The Ministry of Industry and Information Technology and the China Electronics Standards Association, which oversees the committee, did not respond to requests for comment. Alibaba representatives did not immediately respond to a written request for comment. A spokesperson for Tencent declined to comment.
The committee had 1,160 members as of July 2020, according to Netis, a cloud computing company that claimed to have successfully passed a complex review process. Other prominent companies include Beijing-based processor maker Loongson, server maker Inspur, and operating system developer Standard Software. Westone, an information security company that could potentially be tasked by Beijing to take over data management from Didi Global Inc., is also a member.

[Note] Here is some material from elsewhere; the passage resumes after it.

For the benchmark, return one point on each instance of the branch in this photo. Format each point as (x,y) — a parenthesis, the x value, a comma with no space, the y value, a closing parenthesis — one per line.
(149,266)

Joining the panel could give local vendors a key advantage by getting their technology approved under the Xinchuang plan, unlocking a billion dollar market. Xinchuang-related activities generated 162 billion yuan ($ 25 billion) in revenue last year and are expected to reach nearly 800 billion yuan by 2025, according to a report co-authored by China Software Industry Association.
âIn every sector of Xinchuang’s industry, there is a large imbalance between supply and demand,â he said. âSuppliers have to step on the accelerator all the way to the ground to meet demand. “
In September, the Xinhua-backed Economic Information Daily newspaper listed 40 of the top performers in the Xinchuang project, including Huawei Technologies Co., Alibaba’s cloud unit, and network security company Qi An Xin Technology Group Inc. an April list of 70 model cases in Xinchuang industry, the Ministry of Industry and Information Technology praised Alibaba’s “100% self-developed” cloud platform for “providing a secure and reliable digital infrastructure at all levels of government â.
Communist Party entities, government and military will be the first to adopt Xinchuang’s products, followed by financial and state-owned companies, according to iResearch.
“Xinchuang cannot be built overnight, it is a long-term strategy that helps China develop its own computer technologies,” the report said.